Ces dix dernières années, plus de 15 milliards de dollars ont été versés par des entreprises françaises aux États-Unis pour des manquements aux règles de la compliance. Cela représente 40 % du budget annuel du ministère des Armées ou encore l’équivalent du prix de trois porte-avions.
De nombreux exemples de grandes entreprises européennes clouées au pilori de la justice américaine ont défrayé la chronique depuis 2010 : BNP Paribas a été condamné en 2014 à payer une amende de 8,9 milliards de dollars de pénalités civiles et pénales par le Department of Justice (DoJ) américain pour violation des régimes de sanctions américains. Plus récemment, Airbus a été condamné à hauteur de 3,6 milliards en 2020 dans une enquête conjointe menée par le Parquet national financier (PNF) français, le Serious Fraud Office (SFO) britannique et le DoJ américain pour violation des législations anti-corruption respectives de ces pays, ainsi que pour violation des régimes de contrôle des exportations américains.
Les exemples de ce type sont légion en Europe : HSBC, Crédit Agricole, Commerzbank, Standard Chartered, ING, Royal Bank of Scotland, Siemens, Alstom, BAE, Total, Airbus, Technip, Société Générale, ENI, Daimler, Rolls-Royce, Alcatel…
Guerre économique
Depuis les années 90 et la fin de la guerre froide, « les facteurs de la puissance ont changé dans la période contemporaine » selon les mots de l’ancien diplomate français et professeur Maxime Lefebvre. Sur la scène internationale, la « guerre économique » s’est substituée à la guerre conventionnelle entre les grandes puissances. Dans notre monde globalisé, la richesse économique est devenue l’élément décisif de la puissance (et la puissance militaire d’un État repose en partie aujourd’hui sur sa puissance économique). C’est ainsi que l’État-machine-de-guerre a été remplacé par l’État-marchand et que les grands États ont développé des « diplomaties exportatrices ou économiques » de conquête des marchés. Les entreprises multinationales sur lesquelles les États adossent leurs stratégies économique et politique sont alors apparues comme des acteurs essentiels de l’ordre international.
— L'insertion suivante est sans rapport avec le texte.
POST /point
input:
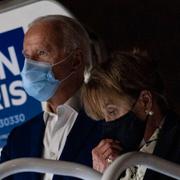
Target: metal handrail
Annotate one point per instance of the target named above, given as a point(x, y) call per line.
point(152, 162)
point(113, 172)
point(48, 166)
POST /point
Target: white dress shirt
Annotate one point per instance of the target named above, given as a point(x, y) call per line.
point(57, 129)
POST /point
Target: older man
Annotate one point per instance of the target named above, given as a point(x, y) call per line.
point(57, 54)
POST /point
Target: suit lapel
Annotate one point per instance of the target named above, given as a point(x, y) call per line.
point(77, 137)
point(36, 137)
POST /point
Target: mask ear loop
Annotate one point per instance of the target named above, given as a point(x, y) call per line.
point(63, 60)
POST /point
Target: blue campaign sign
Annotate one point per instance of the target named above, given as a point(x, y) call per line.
point(16, 106)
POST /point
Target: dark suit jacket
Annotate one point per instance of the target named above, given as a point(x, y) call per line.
point(168, 145)
point(27, 141)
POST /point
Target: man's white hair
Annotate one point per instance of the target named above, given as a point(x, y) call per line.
point(73, 34)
Dans ce contexte qualifié de guerre économique, le droit s’est imposé comme un instrument, voire une arme, de politique économique et de diplomatie internationale dont la forme actuelle la plus pernicieuse est très certainement son caractère extraterritorial.
“La DRSD accompagne les entreprises de la sphère défense
dans la protection de leur patrimoine scientifique
et de leurs données sensibles ou classifiées.”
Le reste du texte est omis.